(Antifrost 2007)
“Pardon the way that I stare,
there’s nothing else to compare. The sight of you leaves me weak,
there are no words left to speak. But if you feel like I feel, please
let me know that it’s real. You are just too good to be true, can’t
take my eyes off you”. No, non mi sto concedendo un’improbabile
licenza poetica, ma ho solo ricostruito la “poesia” che si
ottiene mettendo assieme i titoli dei brani che compongono questo cd,
che cita la parola amore anche nella propria intestazione. Tuttavia
non penso proprio che si tratti di materiale utile a conquistare la
persona amata, anzi, e se realmente c’è qualche riferimento a
questioni sentimentali, viene realizzato in maniera poco ovvia. Ilios
è il moniker dietro il quale agisce Dimitri Kariofilis, tra
l’altro responsabile della label Antifrost, artista quantomai
enigmatico ed imperscrutabile, come questo disco, forte di un suo
linguaggio e di una sua estetica non facilmente inquadrabili, non
manca di evidenziare.
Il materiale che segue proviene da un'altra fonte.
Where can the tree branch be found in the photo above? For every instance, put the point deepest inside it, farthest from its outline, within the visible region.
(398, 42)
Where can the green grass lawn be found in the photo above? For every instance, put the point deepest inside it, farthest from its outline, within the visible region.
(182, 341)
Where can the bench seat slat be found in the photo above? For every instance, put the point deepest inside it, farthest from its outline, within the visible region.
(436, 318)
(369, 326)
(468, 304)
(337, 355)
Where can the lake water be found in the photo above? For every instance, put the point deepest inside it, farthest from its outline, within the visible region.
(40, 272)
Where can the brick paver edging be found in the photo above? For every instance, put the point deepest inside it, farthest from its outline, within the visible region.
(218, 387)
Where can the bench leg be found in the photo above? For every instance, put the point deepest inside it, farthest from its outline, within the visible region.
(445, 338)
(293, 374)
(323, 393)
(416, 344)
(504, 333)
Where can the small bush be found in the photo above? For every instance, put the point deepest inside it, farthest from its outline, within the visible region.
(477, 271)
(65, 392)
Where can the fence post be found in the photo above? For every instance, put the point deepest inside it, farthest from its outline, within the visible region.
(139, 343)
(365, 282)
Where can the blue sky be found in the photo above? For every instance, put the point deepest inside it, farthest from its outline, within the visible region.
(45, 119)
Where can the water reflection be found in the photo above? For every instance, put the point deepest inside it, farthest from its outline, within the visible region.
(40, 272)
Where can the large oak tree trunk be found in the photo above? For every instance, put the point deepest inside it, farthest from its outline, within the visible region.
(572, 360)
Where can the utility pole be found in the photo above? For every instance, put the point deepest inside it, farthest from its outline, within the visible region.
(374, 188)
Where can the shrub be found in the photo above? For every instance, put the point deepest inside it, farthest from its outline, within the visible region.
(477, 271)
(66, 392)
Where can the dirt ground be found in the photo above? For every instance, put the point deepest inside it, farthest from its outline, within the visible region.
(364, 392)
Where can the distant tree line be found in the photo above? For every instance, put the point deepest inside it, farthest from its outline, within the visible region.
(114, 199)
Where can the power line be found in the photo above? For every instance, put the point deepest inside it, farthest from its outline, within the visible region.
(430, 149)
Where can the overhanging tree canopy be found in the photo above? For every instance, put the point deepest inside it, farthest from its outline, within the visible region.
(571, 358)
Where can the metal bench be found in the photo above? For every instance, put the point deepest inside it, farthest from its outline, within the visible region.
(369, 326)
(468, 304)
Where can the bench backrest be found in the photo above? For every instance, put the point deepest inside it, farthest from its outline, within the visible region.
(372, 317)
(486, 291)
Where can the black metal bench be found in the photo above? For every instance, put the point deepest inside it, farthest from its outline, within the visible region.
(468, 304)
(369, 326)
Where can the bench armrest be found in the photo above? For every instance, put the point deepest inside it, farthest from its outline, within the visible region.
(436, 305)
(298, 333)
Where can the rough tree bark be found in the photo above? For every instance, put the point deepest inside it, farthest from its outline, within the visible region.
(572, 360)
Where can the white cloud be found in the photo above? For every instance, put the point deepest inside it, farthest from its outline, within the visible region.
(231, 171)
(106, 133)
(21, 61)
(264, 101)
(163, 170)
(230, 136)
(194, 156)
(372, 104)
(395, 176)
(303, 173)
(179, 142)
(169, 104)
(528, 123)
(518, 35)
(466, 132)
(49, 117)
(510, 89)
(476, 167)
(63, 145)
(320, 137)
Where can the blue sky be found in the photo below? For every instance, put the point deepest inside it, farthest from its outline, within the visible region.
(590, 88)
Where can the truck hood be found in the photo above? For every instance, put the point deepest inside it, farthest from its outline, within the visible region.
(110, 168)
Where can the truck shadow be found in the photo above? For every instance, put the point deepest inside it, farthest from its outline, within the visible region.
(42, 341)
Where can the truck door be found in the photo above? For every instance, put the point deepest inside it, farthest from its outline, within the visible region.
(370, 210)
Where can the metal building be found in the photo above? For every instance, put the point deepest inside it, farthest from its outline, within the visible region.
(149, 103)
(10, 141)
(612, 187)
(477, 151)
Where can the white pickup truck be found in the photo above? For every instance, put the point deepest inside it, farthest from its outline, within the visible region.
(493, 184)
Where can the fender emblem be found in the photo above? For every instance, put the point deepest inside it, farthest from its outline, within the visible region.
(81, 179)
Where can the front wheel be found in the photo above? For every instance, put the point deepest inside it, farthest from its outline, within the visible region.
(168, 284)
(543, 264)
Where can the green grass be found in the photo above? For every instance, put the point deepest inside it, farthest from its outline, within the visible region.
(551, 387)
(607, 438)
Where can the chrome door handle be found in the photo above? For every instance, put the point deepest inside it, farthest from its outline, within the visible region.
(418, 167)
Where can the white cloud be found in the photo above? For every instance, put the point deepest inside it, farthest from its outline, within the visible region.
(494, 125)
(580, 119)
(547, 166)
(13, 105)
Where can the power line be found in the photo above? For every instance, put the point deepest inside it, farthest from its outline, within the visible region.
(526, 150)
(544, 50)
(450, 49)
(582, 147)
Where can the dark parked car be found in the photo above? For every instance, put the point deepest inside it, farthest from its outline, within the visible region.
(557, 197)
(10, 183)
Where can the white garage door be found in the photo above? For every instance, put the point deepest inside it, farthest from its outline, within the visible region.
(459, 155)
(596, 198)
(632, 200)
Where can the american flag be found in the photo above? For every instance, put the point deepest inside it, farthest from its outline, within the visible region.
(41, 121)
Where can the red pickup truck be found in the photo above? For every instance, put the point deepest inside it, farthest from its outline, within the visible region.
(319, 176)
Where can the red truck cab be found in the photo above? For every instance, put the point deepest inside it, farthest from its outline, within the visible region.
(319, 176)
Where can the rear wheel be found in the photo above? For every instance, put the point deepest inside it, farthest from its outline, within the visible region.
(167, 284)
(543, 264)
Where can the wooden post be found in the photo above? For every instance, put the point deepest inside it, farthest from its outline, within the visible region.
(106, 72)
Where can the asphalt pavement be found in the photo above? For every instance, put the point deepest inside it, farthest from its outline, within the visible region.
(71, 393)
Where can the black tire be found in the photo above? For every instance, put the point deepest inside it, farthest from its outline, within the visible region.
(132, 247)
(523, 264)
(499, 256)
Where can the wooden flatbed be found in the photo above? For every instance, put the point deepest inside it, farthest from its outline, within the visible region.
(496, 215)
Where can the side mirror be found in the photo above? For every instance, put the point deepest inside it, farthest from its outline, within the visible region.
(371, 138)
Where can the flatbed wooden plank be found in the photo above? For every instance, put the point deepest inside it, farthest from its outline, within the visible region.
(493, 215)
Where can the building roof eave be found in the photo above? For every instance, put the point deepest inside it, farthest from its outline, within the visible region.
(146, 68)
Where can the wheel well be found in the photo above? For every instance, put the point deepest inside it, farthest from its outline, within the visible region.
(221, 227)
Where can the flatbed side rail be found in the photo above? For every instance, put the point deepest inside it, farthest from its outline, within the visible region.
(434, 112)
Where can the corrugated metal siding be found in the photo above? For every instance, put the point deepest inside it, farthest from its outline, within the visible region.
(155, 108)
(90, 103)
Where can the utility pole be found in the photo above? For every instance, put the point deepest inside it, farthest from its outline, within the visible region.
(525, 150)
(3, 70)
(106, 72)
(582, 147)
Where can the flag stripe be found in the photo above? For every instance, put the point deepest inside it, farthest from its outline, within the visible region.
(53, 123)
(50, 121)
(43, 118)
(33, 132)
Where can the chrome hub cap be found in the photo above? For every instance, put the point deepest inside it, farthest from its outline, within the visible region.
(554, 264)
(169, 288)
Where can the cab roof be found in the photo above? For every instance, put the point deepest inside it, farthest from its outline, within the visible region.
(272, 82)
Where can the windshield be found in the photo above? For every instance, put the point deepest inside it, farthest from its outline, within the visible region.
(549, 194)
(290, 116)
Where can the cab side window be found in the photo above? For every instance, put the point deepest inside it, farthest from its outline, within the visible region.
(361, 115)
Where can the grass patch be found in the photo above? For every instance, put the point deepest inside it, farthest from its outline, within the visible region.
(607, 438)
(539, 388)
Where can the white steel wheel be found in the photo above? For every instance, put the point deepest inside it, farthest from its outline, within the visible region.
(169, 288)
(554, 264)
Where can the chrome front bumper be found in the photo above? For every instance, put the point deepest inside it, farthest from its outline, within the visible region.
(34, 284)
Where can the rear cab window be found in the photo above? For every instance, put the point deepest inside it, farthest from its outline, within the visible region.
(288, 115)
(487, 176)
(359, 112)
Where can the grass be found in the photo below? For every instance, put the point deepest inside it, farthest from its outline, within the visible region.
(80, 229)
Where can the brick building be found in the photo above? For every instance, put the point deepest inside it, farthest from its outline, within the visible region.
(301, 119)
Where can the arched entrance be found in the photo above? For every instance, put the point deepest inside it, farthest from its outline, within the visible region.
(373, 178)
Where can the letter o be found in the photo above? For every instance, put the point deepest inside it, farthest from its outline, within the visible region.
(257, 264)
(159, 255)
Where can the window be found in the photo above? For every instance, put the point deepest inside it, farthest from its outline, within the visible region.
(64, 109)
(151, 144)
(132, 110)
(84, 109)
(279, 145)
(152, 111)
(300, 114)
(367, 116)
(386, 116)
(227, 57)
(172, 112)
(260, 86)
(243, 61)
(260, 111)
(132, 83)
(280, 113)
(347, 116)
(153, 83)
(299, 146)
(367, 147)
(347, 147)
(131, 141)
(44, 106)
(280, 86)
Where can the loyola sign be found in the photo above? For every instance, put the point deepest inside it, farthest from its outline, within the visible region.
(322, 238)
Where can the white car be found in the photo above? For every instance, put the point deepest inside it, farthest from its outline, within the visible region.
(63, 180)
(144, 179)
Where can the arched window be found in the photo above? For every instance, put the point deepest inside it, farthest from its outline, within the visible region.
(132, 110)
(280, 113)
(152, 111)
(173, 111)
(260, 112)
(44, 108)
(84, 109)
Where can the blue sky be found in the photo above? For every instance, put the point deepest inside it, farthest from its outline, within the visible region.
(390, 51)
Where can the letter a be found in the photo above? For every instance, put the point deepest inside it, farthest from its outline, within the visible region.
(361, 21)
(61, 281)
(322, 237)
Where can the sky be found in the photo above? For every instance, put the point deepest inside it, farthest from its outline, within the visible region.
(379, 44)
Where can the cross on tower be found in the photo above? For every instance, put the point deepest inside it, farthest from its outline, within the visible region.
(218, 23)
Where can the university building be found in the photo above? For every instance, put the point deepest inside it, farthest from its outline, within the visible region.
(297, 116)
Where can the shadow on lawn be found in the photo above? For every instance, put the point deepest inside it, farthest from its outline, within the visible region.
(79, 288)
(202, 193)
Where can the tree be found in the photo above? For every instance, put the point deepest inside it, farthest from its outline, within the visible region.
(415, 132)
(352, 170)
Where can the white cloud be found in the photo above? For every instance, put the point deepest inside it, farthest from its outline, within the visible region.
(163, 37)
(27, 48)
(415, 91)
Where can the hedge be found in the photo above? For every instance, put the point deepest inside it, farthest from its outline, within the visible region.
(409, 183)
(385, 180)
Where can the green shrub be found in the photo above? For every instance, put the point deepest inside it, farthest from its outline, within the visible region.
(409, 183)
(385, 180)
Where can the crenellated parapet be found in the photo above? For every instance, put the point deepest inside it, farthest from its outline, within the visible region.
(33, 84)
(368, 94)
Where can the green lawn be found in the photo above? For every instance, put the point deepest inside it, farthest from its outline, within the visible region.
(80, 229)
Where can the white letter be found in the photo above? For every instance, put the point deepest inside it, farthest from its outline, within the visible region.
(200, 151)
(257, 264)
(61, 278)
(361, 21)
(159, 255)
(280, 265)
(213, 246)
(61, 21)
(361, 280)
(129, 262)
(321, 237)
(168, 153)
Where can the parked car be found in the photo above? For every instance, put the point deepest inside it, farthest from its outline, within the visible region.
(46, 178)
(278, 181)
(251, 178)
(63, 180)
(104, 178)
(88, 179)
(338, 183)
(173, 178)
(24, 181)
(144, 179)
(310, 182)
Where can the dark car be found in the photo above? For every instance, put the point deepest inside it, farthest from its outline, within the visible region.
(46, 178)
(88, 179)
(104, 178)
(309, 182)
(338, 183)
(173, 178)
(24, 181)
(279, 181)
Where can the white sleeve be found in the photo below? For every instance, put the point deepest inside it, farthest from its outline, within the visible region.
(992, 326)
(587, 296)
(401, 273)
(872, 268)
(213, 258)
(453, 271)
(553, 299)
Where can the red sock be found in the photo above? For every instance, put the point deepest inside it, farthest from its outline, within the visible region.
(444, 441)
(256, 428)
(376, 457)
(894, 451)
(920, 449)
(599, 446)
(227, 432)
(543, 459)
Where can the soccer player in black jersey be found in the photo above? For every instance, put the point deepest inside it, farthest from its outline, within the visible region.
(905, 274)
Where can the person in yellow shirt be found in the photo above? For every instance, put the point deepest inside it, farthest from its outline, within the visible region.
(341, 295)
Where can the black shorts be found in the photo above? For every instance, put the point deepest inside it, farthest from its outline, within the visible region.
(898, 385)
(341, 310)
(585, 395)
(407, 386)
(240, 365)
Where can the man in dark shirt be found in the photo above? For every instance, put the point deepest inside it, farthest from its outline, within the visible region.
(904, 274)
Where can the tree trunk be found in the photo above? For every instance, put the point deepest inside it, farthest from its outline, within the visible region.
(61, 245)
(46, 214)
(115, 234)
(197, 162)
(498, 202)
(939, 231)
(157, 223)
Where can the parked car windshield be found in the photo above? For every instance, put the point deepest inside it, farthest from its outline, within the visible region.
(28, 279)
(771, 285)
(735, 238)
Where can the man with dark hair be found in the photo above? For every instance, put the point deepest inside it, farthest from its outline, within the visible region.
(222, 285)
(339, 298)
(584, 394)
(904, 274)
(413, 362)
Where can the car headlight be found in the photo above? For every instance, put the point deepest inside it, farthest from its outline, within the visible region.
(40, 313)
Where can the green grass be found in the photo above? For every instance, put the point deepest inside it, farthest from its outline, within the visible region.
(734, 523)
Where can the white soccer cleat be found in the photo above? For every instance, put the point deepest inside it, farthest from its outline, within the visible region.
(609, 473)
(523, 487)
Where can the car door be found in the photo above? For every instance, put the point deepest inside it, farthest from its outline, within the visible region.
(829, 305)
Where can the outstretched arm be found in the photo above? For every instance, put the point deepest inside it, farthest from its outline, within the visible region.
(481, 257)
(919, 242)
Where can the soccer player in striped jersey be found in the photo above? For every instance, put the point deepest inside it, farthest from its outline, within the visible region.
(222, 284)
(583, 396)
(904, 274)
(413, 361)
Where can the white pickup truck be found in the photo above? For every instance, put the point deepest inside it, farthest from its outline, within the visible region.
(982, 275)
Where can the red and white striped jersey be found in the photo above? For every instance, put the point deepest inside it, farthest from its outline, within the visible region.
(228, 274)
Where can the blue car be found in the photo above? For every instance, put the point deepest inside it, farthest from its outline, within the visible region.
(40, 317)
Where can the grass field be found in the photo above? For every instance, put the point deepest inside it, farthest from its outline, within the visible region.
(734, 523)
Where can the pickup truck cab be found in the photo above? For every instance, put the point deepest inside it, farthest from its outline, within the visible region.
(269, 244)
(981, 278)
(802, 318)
C’è un po’ di Francisco Lopez,
con cui, guarda caso, Ilios spesso collabora, per via dell’utilizzo
di sonorità che si muovono con facilità tra gli estremi
del range dinamico, dal silenzio al rumore, e che appaiono sempre
sfuggenti, inafferrabili; tra stasi, calma apparente, movimenti
sotterranei e squarci repentini. Le note parlano anche dell’utilizzo
di field recordings, carpiti in varie località, quali
Lima, Londra e Santiago del Cile, ma, oddio, potrebbe trattarsi di
tutto e di più, difficile trovare tracce evidenti di suoni
ambientali, tranne verso la fine del cd. La parte iniziale, diciamo i
primi tre brani (in realtà il lavoro sembra un tutt’uno, anche
se gli scenari sono mutevoli), in cui appare anche il violoncello di
Nikos Veliotis, toglie
facilmente il fiato: movenze illusorie, impercettibili scivolamenti
sensoriali (gli istanti in cui si materializzano quelle note quasi
pianistiche…), sonorità sottili che sembrano tagliare in due
l’orizzonte dei nostri pensieri, interstizi scuri che sembrano non
avere mai fine. Magistrale. Dopo questa prima parte così
eterea, a mio avviso la migliore, seguono alcuni momenti più noisy, in cui si alternano
movimenti di particelle glitch, frequenze bassissime ai limiti della
riproducibilità audio, e veri e propri abbagli di rumore
bianco. Menzione particolare in tal senso per la terza traccia: un
mare mosso, ma tutto sommato rassicurante, risucchiato da improvvise
e dolorose scariche di rumore che svaniscono nel nulla. Parte finale,
come già accennato, quella in cui appaiono più visibili
gli echi dei field recordings; echi trasfigurati del mondo,
dispersi e lasciati fluttuare nell’aria ad accompagnare progressioni di sinewaves che ricordano certo Jason Kahn. Sembra un disco popolato di
spettri questo “Love Is My Motor”, presenze fantasmatiche
appena percepibili, che volano alto, sopra le cose, animate e non,
osservano da lontano, da distanze in cui tutto appare sfumato e
sfocato. Di tanto in tanto, scendono in picchiata, prendono di mira
un dettaglio, lo ingrandiscono ed esplorano in profondità,
scavano nella materia, e poi si allontanano di nuovo. Indefinibile,
malinconico, inquietante, irrazionale. Molto affascinante.